1835     .. Martin, qui mourut curé de St Gilles à Roye.

1839     Jean Baptiste Piljean, dont on ne parle qu'avec tristesse dans la paroisse. Il quitta le ministère pour exercer la médecine dans le pays même.

1840     Lacroix Clin, encore en exercice (1893) après cinquante trois ans de ministère dans la même paroisse.

 

Quand en 1792 on enleva la tenue des Registres au curé on ne trouva rien de mieux à faire que de les lui confier en qualité d'officier public ; il fut donc appelé à enregistrer les naissances, baptêmes, décès, mariages et divorces. En effet, les premiers actes sont signés en :

1792        par Joseph Pechin, officier public,

An II        Jean François Denis Elie, officier public

An IV      Pierre Philippe Wallet, agent municipal.

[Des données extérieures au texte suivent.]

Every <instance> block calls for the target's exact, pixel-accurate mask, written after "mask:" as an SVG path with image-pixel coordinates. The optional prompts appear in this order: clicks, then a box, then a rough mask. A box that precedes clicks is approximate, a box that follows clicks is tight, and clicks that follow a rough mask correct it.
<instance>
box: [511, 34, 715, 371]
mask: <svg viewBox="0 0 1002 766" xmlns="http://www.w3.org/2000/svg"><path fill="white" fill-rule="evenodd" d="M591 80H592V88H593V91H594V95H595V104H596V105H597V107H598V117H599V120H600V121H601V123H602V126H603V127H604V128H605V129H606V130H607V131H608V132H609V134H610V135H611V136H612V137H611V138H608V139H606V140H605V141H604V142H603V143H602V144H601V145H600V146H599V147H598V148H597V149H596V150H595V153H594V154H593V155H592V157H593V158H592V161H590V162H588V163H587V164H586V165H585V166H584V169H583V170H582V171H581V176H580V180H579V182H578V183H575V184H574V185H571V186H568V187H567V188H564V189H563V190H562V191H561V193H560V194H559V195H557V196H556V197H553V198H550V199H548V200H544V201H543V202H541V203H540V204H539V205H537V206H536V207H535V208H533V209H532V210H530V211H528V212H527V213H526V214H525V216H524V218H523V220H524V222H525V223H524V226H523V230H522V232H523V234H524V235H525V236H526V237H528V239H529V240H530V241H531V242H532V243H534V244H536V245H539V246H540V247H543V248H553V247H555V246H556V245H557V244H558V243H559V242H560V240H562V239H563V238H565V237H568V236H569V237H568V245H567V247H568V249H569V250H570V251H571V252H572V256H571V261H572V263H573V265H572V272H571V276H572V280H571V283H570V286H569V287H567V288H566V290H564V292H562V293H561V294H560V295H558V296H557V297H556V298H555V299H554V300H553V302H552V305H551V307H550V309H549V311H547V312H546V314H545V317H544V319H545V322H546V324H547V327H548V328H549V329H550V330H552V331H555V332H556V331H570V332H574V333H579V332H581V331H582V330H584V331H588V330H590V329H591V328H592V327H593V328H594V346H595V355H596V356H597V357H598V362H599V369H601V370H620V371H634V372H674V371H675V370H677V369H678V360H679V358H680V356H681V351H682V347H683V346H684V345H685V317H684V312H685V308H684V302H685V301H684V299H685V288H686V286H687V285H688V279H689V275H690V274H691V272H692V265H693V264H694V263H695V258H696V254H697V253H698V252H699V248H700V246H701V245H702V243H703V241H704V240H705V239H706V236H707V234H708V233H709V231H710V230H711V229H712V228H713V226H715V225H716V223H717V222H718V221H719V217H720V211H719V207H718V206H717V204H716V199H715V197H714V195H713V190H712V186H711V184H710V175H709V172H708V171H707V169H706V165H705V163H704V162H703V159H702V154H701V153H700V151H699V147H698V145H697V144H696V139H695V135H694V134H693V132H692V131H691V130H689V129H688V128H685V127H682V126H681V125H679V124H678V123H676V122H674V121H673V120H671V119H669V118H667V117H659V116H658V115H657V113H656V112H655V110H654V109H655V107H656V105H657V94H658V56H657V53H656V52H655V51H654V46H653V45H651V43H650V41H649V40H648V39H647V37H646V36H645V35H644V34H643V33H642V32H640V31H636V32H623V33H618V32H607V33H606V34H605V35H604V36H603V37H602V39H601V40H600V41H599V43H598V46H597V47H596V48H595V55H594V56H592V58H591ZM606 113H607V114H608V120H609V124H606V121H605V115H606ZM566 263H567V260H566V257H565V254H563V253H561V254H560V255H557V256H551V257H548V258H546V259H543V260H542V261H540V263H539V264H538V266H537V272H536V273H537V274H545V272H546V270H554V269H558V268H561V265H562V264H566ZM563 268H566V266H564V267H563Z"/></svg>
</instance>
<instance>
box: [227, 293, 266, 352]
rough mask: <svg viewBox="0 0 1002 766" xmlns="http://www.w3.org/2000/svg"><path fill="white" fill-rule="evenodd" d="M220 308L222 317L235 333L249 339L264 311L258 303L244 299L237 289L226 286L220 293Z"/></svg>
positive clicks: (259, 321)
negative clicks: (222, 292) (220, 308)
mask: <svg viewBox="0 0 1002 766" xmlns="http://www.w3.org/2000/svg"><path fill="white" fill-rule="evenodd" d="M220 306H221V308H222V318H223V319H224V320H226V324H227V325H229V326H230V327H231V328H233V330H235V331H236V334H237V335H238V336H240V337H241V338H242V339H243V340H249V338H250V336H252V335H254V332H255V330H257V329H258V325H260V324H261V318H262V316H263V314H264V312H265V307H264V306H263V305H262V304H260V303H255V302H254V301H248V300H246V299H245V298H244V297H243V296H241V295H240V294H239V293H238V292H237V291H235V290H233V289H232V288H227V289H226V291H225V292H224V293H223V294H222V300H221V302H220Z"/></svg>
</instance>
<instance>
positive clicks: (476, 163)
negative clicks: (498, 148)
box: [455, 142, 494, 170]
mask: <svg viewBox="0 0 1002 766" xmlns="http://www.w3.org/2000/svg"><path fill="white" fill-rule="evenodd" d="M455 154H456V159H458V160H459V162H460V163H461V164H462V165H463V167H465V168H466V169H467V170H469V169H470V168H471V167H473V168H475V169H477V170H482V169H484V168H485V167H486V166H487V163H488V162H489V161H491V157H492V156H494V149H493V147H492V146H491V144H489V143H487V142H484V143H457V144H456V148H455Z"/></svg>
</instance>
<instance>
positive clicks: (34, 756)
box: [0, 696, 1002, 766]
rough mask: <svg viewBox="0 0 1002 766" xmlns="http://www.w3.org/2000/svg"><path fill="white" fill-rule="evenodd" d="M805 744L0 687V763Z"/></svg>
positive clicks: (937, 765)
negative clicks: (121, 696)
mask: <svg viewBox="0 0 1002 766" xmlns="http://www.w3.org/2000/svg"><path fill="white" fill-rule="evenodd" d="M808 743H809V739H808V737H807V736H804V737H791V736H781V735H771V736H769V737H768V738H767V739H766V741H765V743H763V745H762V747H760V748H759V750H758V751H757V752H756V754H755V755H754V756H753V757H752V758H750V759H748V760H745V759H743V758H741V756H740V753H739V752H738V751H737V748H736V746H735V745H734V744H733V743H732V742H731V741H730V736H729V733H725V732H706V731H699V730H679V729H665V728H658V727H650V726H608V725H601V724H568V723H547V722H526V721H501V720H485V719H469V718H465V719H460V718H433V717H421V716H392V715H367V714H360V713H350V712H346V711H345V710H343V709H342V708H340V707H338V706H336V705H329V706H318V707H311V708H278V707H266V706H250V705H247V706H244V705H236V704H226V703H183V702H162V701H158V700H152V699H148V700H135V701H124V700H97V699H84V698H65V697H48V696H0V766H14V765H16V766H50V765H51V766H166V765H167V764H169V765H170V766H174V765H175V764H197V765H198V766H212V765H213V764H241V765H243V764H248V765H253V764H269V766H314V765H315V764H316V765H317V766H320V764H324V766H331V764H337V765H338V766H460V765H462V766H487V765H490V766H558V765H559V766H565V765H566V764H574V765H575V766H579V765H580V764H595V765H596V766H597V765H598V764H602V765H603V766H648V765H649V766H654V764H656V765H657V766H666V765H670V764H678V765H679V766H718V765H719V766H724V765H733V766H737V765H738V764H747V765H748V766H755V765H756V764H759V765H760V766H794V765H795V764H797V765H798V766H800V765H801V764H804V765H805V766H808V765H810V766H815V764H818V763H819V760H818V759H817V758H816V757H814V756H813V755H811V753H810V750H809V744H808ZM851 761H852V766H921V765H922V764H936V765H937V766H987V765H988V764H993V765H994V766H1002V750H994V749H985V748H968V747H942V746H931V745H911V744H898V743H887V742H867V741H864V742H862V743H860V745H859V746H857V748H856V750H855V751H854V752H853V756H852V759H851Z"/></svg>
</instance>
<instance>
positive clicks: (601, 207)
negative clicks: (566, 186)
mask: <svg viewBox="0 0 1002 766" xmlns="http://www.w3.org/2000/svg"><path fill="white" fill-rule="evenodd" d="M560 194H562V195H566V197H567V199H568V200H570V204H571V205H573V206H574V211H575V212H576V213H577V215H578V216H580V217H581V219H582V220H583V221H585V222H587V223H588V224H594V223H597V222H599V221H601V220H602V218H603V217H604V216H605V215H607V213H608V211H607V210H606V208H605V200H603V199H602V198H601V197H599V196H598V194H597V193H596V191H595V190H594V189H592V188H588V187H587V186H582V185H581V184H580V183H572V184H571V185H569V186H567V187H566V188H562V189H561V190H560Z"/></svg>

An VIII   Charles Duhaubout, maire,

1808        Louis Maupin

1814        Philippe Duhautbout

1817        Louis Maupin (2°)

1822        François Masson

1833        Philippe Quentin Duhautbout

1837        Claude Quenu

1847        Joseph Masson

1868        Eugéne Deflers

1876        Ulysse Godard

1881        Octave Deflers.

 

Parmi les lieux-dits, nous citerons : La Cognée - La Fontaine - Les Royards - La Couture - Le Marly - Le Moulin de Bus (c'était le moulin banal) - La Vigne - Le Pré Portenoux - La Vigne Blain - Le Prévot - La Mazière - le pré des Chaussées (il se trouve le long d'une ancienne chaussée Brunehaut qui rejoint la route des Flandres) - Le Fief (situé du côté de Boulogne) - La Caurette - Les Carnaux.

 

Nous ne voulons pas clore notre notice sur Bus sans dire que l'on retrouve sur le territoire de ce village de nombreux vestiges de l'occupation romaine, surtout des pannes à larges rebords et des monnaies, principalement de Faustine la mère, de Portume de Constantin I et de Constantin jeune.